Figure 8

Vascular endothelial damage in the APP-tg mouse. Immunofluorescence staining of hepcidin and ferroportin with endothelial markers CD31 and PDGFβR1 was performed using brain sections from lateral ventricles, choroid plexus and blood vessels. In control mice, hepcidin staining was detected in ependymal cells of lateral ventricles at 4 months (a), the choroid plexus at 10 months-old where hepcidin and FPN both co-localised in epithelial cells, with higher FPN expression on the ventricular side ( white arrow, b).
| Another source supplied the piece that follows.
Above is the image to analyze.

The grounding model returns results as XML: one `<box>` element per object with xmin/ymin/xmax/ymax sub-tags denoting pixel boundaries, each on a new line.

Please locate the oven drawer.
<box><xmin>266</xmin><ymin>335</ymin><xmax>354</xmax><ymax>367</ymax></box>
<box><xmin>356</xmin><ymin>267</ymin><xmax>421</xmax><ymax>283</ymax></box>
Hepcidin was present in endothelial cells in blood vessels (c). Hepcidin staining was visible in epithelial cells of choroid plexus where as ApoE was found in the blood vessel wall (c). There was no vessel damage noticed in 4 months old APP-tg mouse choroid plexus stained with ApoE and FPN (d), whereas by 10 months more vascular damage was apparent (e). Similarly sections close to the lateral ventricle of APP-Tg mice were stained with ApoE and FPN (h), ApoE and hepcidin (i) indicating extensive endothelial damage. Blood vessel integrity was assessed with CD31 and PDGFβR1 markers, with intact endothelium and pericytes were observed in controls (g) while badly damaged endothelia was seen in APP-tg mice at 10 months (f) and (j). In another section from APP-tg thalamus stained with ApoE and CD31 showed a complete loss of endothelial layer at 10 months (k). Hepcidin and ApoE co-localised in large blood vessels (l). Scale bar a-b, 100 μm, c 25 μm, d-f and h-k 75 μm, g and l 50 μm.